Manage configuration option objects. Parameter spec is the option object specification: each key is the name of a parameter (or a sub-path) and the value has to be an Array with a type specification accepted by the validate() method as its first element and optionally a default value as the second element. If no default value is given for an option, it has to exist on initial value merging.

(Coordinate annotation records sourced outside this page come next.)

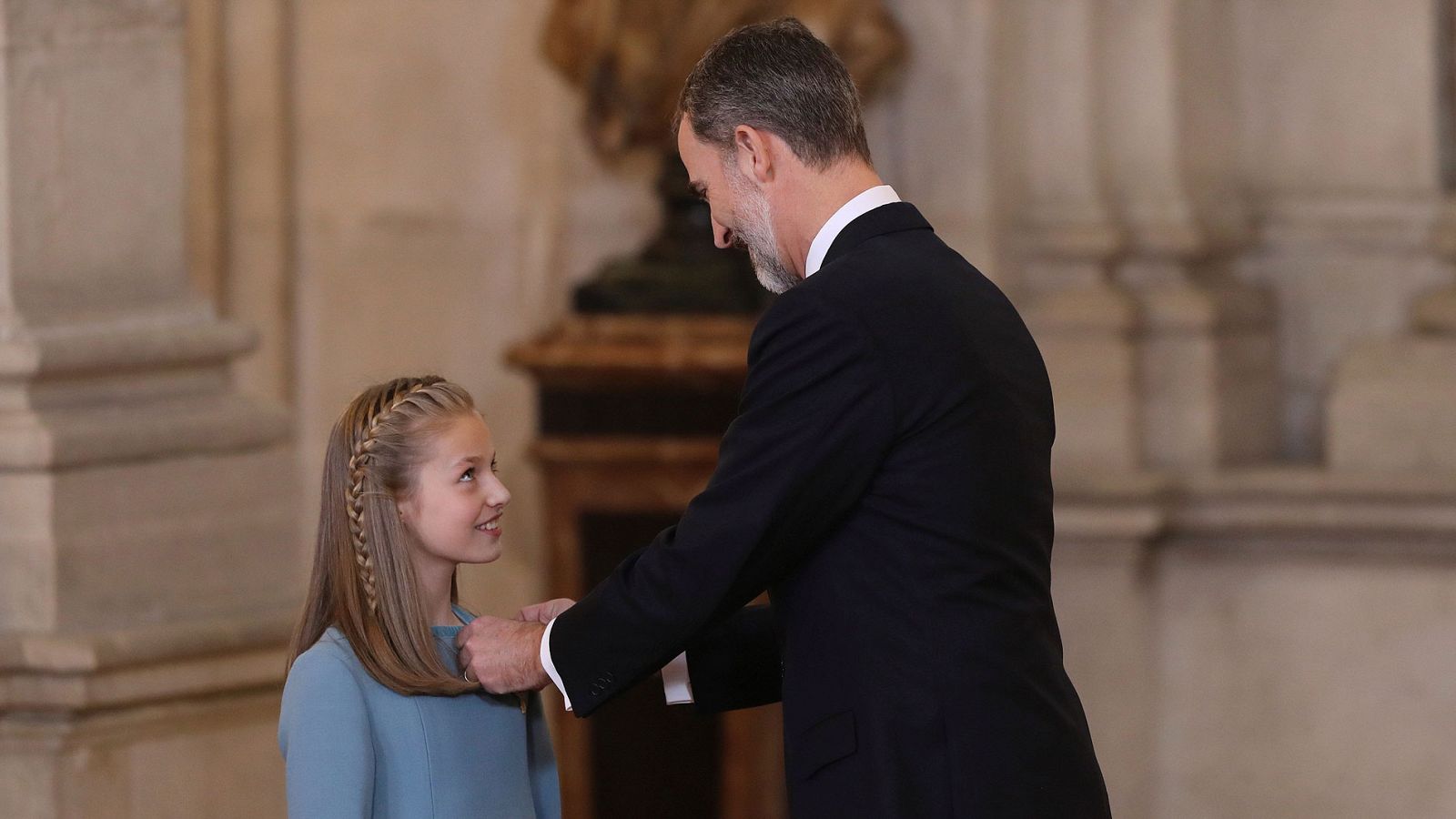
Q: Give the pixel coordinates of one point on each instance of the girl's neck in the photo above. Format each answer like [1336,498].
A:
[434,592]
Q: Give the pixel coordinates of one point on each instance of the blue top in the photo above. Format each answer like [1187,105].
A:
[354,748]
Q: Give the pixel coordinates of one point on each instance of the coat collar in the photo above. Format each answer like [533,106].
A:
[885,219]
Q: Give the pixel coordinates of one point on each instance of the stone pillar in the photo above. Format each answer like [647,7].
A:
[1392,405]
[1067,239]
[1206,351]
[149,566]
[1341,164]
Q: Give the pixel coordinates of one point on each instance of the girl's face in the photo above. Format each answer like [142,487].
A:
[456,506]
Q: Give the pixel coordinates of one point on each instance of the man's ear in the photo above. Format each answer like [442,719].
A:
[754,153]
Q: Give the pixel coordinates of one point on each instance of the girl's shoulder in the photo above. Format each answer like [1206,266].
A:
[327,666]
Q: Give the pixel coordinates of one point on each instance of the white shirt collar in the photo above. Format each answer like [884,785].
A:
[854,208]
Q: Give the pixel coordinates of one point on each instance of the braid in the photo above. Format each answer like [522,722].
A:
[354,496]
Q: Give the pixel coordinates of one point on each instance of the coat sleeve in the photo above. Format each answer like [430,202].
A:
[542,761]
[327,742]
[735,663]
[814,424]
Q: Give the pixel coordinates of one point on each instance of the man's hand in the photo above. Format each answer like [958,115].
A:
[545,612]
[502,654]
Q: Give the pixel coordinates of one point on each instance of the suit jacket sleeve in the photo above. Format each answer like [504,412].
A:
[814,424]
[737,663]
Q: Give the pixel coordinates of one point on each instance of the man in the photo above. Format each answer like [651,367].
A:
[887,481]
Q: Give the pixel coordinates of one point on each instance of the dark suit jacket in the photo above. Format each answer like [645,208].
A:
[887,481]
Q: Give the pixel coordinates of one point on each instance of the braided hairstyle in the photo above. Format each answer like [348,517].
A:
[359,471]
[363,579]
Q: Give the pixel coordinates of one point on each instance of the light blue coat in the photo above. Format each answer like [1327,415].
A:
[354,748]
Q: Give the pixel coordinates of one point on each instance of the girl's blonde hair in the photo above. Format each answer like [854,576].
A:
[363,581]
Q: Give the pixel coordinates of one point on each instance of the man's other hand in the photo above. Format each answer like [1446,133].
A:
[502,654]
[545,612]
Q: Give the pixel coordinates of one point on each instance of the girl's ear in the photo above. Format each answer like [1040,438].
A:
[407,511]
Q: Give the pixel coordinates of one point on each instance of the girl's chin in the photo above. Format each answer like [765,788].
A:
[480,555]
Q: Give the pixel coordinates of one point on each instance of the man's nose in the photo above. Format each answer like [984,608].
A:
[723,237]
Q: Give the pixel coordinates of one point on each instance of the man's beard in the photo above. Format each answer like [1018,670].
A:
[754,232]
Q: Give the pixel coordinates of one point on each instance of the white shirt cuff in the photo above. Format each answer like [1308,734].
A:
[676,685]
[551,668]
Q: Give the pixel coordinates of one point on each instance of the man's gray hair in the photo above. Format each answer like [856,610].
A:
[783,79]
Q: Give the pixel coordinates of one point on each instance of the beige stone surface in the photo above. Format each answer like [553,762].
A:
[1394,405]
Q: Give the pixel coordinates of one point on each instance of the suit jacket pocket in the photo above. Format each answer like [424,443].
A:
[826,741]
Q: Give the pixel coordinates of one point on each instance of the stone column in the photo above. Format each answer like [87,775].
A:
[1392,405]
[149,566]
[1206,350]
[1067,239]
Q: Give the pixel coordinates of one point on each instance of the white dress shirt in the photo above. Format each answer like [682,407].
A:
[676,685]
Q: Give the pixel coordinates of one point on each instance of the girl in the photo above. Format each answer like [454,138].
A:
[376,717]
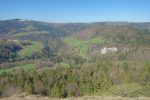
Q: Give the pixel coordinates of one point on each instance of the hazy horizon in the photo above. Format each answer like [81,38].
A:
[60,11]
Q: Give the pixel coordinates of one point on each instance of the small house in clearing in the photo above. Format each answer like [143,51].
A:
[105,50]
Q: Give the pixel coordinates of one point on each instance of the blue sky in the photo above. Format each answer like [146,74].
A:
[76,10]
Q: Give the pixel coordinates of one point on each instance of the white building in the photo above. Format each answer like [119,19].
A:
[106,50]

Value merging is performed either when the options parameter is given or method merge(options: Object): Object is called on the resulting option object.

function config (options) {
    var options = ducky.options({
        foo:      [ "string"           ],
        bar:      [ "boolean", false   ],
        quux:     [ "number",  1.2     ],
        sub: {
            foo:  [ "string",  "dummy" ],
            bar:  [ "boolean", false   ],
            quux: [ "number",  2.4     ]
        }
    });
    options.merge({ foo: "bar", sub: { bar: true } })
    options.merge({ sub: { quux: 4.8 } })
}

License

Copyright (c) 2010-2023 Dr. Ralf S. Engelschall (http://engelschall.com/)

Permission is hereby granted, free of charge, to any person obtaining a copy of this software and associated documentation files (the "Software"), to deal in the Software without restriction, including without limitation the rights to use, copy, modify, merge, publish, distribute, sublicense, and/or sell copies of the Software, and to permit persons to whom the Software is furnished to do so, subject to the following conditions:

The above copyright notice and this permission notice shall be included in all copies or substantial portions of the Software.

THE SOFTWARE IS PROVIDED "AS IS", WITHOUT WARRANTY OF ANY KIND, EXPRESS OR IMPLIED, INCLUDING BUT NOT LIMITED TO THE WARRANTIES OF MERCHANTABILITY, FITNESS FOR A PARTICULAR PURPOSE AND NONINFRINGEMENT. IN NO EVENT SHALL THE AUTHORS OR COPYRIGHT HOLDERS BE LIABLE FOR ANY CLAIM, DAMAGES OR OTHER LIABILITY, WHETHER IN AN ACTION OF CONTRACT, TORT OR OTHERWISE, ARISING FROM, OUT OF OR IN CONNECTION WITH THE SOFTWARE OR THE USE OR OTHER DEALINGS IN THE SOFTWARE.